It’s tough for me to believe, but I just crossed over the 1-year mark practicing as a CRNA. Very surreal. The journey was truly worth the effort. Any SRNAs, young CRNAs, or those looking to transition to independent practice, feel free to reach out.

The following are my experiences as a new grad started joining an independent CRNA practice.

Life between graduation and starting work.

Keep it short. I filled the 4-week hiatus with marriage, a honeymoon, and driving a U-Haul 1,400 miles from the Midwest to the Southwest.

Weeks before graduation, we closed on a house that we purchased sight unseen. Would not recommend. I have some blogs on it here.  

So here we are. Ready to work. My objective was to start practicing as soon as credentialling came through, which ended up being 4 weeks. Not bad. I really think if anything, the state board approved my licensure so the Chief and my employer would stop annoying them.

Should I take time off before starting work?

I’m going against the norm by saying I don’t recommend waiting longer than the credentialing period for a few reasons.

First, my cash reserves were low after paying tuition and a down payment on a house. Mrs. TFC covered the wedding and honeymoon. She will be happy I gave her credit for that.

Let me clarify…we didn’t borrow money for any of this. All cash. Don’t spend your loans on a wedding, honeymoon, vacation, or house. Opt for a stay-cation if that’s what you can afford.

If you are living on loans, they are only growing and accumulating interest.

Secondly, I had 4 weeks off, 2 of which felt like work. The honeymoon, split between the East coast and St. Lucia, was ample R&R to reel rejuvenated.

The job

I heard multiple times, “you should not take that job out of school.” Many said to work in a trauma center for a couple years to gain experience. No. It was my plan all along to take an independent position immediately out of school.

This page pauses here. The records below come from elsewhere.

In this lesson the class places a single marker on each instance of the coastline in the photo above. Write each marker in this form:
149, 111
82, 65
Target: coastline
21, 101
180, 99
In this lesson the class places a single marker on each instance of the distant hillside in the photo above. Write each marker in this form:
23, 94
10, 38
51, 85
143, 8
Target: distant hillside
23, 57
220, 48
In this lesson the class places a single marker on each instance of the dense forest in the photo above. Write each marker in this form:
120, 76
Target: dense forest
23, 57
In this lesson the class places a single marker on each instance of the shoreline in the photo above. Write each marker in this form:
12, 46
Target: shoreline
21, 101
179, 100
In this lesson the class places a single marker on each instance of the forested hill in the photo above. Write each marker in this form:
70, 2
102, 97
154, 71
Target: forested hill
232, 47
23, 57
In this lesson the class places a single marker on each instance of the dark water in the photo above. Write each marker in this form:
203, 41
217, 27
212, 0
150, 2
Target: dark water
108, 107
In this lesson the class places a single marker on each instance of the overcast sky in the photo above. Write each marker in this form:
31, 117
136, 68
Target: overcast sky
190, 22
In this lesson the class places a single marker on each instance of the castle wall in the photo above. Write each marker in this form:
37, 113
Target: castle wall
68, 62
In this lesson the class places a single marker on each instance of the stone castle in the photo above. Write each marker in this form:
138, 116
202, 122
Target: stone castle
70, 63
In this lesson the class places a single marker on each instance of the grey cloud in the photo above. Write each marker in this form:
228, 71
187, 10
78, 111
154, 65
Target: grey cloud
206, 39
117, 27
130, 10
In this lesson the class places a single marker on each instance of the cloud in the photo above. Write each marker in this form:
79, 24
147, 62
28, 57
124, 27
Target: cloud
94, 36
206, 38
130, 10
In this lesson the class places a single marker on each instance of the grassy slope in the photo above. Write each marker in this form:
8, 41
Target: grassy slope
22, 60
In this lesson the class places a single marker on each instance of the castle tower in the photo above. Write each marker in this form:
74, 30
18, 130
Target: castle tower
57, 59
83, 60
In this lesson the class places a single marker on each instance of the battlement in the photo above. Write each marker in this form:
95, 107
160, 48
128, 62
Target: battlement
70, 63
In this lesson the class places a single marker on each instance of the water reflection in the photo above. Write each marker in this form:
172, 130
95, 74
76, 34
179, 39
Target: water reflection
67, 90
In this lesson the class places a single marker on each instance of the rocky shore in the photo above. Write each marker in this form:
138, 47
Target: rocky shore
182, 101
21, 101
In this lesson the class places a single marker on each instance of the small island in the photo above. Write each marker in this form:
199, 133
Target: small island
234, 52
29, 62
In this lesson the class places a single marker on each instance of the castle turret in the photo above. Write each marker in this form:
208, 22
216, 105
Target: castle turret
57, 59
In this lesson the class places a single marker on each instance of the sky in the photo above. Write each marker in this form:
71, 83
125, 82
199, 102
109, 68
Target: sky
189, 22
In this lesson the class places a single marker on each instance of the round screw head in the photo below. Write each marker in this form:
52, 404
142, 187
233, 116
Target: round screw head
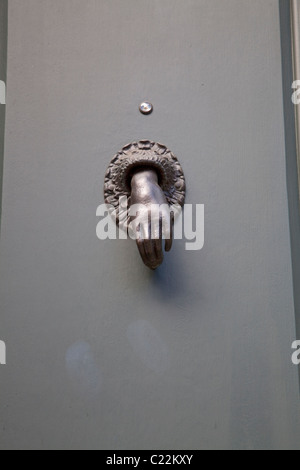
146, 107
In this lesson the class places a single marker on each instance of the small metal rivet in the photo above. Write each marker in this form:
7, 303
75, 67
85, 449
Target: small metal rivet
146, 107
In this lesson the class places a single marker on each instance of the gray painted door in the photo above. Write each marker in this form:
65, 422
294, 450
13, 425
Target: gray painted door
102, 353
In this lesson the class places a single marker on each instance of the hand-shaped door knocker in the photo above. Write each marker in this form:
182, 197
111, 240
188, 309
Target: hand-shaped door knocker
144, 191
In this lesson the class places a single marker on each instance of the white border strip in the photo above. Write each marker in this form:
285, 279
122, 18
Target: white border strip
295, 9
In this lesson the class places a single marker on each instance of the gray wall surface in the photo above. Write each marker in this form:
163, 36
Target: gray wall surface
102, 353
291, 151
3, 54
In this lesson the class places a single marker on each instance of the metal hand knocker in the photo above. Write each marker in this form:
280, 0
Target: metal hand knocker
145, 190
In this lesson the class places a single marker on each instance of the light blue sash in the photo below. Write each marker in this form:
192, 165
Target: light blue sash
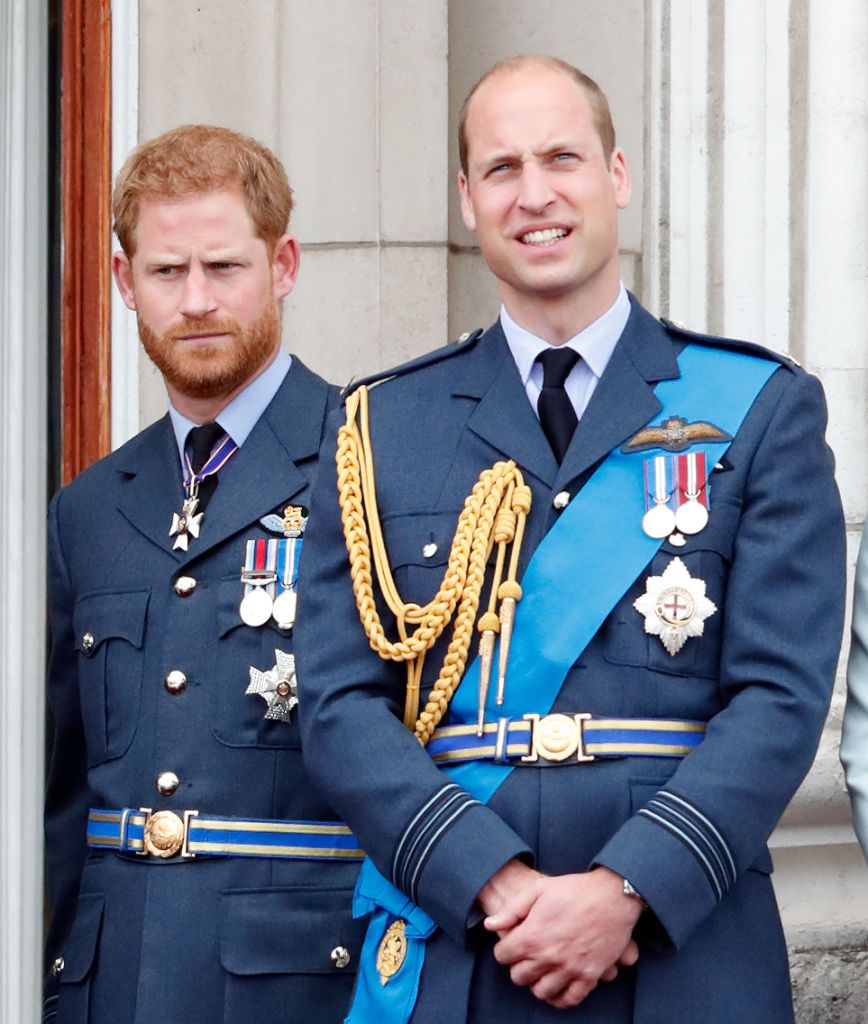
599, 536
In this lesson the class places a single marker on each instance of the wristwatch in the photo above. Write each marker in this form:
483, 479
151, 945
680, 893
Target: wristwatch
628, 890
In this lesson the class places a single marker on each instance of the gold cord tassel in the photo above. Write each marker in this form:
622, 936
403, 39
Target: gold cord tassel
494, 512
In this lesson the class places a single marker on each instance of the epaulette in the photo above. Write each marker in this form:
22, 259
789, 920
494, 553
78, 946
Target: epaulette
461, 344
749, 347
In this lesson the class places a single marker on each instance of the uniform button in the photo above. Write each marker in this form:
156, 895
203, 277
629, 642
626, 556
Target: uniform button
340, 956
184, 586
176, 681
167, 782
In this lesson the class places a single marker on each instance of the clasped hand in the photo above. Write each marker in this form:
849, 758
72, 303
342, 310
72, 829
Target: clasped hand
560, 935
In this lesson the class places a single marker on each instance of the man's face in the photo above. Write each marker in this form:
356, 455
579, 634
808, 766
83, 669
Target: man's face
539, 192
206, 291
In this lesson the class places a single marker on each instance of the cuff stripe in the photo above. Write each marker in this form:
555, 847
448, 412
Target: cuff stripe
688, 843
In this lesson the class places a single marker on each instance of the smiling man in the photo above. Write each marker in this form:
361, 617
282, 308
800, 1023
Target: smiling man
194, 872
639, 527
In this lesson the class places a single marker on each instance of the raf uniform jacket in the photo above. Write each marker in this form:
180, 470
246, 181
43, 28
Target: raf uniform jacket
711, 946
211, 939
855, 729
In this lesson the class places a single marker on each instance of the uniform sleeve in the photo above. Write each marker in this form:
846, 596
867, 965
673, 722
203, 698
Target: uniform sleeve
414, 823
855, 730
68, 796
782, 625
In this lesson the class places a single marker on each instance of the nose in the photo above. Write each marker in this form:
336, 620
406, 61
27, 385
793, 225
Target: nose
535, 192
198, 299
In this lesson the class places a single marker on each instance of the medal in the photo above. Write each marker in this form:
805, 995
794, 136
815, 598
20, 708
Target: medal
675, 606
186, 523
692, 513
659, 520
258, 577
284, 611
277, 687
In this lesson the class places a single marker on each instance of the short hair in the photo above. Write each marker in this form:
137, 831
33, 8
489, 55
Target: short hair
191, 160
593, 93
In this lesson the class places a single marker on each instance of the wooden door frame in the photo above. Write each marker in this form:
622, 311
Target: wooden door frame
86, 195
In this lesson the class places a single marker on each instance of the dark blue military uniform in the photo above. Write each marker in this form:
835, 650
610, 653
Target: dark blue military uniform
761, 675
208, 939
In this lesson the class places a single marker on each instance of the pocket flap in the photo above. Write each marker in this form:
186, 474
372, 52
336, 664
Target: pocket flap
80, 947
288, 931
105, 615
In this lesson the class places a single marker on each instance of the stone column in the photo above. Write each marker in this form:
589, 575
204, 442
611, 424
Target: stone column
24, 61
755, 228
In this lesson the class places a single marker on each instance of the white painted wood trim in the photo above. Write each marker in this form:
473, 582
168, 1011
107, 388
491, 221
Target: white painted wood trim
125, 347
24, 37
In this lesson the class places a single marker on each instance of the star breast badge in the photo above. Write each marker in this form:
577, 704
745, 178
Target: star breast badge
277, 687
675, 606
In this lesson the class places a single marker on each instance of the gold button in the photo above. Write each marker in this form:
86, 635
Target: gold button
176, 682
184, 586
167, 782
340, 956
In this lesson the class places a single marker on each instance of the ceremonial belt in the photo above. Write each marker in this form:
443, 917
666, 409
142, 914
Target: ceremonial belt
564, 738
188, 834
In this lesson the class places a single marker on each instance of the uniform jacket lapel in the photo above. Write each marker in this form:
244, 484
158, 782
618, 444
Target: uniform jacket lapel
623, 400
259, 477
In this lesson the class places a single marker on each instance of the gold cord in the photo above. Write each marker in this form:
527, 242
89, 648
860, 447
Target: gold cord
494, 512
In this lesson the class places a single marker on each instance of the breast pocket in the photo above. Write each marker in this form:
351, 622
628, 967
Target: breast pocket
239, 718
707, 557
110, 631
419, 546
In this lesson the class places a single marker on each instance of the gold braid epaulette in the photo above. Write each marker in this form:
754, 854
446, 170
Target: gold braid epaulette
494, 512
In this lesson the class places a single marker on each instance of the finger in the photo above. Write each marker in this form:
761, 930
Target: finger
551, 985
630, 954
526, 972
512, 912
574, 993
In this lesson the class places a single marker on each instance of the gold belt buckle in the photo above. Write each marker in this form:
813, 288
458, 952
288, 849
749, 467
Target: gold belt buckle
557, 737
167, 834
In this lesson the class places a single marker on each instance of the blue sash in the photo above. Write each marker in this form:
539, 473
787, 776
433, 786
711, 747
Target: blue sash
605, 554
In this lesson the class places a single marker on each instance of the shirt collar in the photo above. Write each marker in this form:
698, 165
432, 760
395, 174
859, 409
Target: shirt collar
595, 344
241, 416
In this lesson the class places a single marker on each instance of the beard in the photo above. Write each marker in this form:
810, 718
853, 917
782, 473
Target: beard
209, 370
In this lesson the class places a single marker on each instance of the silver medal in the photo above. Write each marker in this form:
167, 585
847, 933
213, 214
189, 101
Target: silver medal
256, 606
284, 611
658, 521
692, 516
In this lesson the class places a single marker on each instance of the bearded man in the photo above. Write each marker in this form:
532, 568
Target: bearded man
194, 872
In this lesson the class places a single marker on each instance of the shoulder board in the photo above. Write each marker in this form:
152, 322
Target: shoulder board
748, 347
461, 344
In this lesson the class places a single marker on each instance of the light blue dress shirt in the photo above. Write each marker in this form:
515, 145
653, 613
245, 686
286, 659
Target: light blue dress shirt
241, 416
595, 344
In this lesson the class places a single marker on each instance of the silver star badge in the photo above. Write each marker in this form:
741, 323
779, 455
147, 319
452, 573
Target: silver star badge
186, 523
675, 606
277, 687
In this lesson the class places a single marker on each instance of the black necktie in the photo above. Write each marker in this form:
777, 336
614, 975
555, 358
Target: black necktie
201, 441
556, 413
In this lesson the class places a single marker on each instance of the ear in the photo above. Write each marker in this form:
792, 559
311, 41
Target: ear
620, 179
285, 265
122, 268
468, 214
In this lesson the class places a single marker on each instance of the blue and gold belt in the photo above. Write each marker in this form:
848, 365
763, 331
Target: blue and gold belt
188, 834
563, 738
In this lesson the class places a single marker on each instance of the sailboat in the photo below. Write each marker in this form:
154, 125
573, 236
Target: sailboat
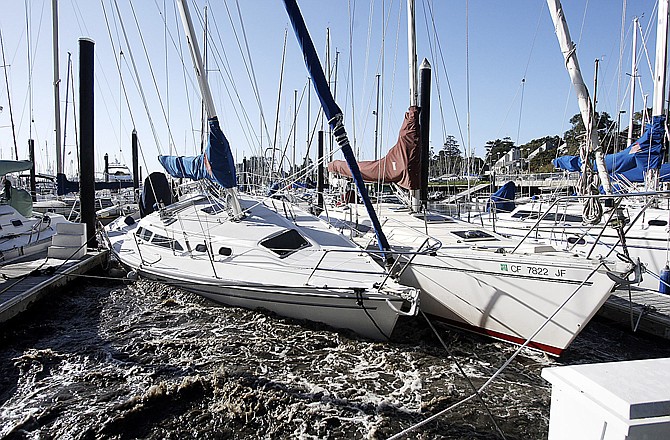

I’m a small-town guy. I enjoy the autonomy and scope of practice at CAHs. And frankly, the money is a lot better than at the trauma centers. The compensation comes at a significant price, so to each their own.

I accepted a position at a CAH serving just under 40,000 people in the surrounding communities. Fully staffed, *doubt it*, this is a 4 CRNA shop where we work 3 weeks on, 1 week off. We practice to the top of our scope of practice regularly.

I say independent practice, but due to being short staffed the entire year, it’s more like two solo providers working concurrently.

In a 4-week period, we carry the beeper 7 days, and end with a 9-day break made up of post call days known as our “off week.” 13 callback weeks off annually.

We run 2 of the following rooms at any given time -- 2 operating rooms, 1 obstetrics room, and 1 endoscopy suite. Upon consultation, we roam to the cath lab, emergency department, 6-bed intensive care unit, or anywhere else we are needed.

Cases are typical CAH stuff with the occasional VATS and total pancreas.

The population is surprisingly acute. Minimal primary prevention. Rampant drug use and abuse. And more crashing cesarian sections than I care for. A few CRNAs in the Midwest warned me the patients would be sick, and they were right.

The summary – Lots of autonomy and responsibility, fair bit of call, minimal anesthesia support, very rural and undesirable location, solid compensation.

Independent as a new grad

I started with a 14-week orientation where I carried the beeper 24/7. This was my opportunity to gain as much experience as possible while I had backup CRNA.

The backup CRNA was to be available to answer questions and assist if needed, but really allowed me to practice my way. I was fortunate to have a supportive crew. Providers entering this setting without guidance are set up for failure.

Attitude

This is significant. I was/am excited about anesthesia. Passionate, obsessive, and fanatical – yes.  And I was ready to take on the challenge of independent practice. Hunger for learning is a prerequisite for success.

I willingly accepted a heavy orientation knowing it was one of the elements essential for success. School set me up well, but the more well-performed repetitions the better. There is only so much time to become proficient, so make the most of opportunities.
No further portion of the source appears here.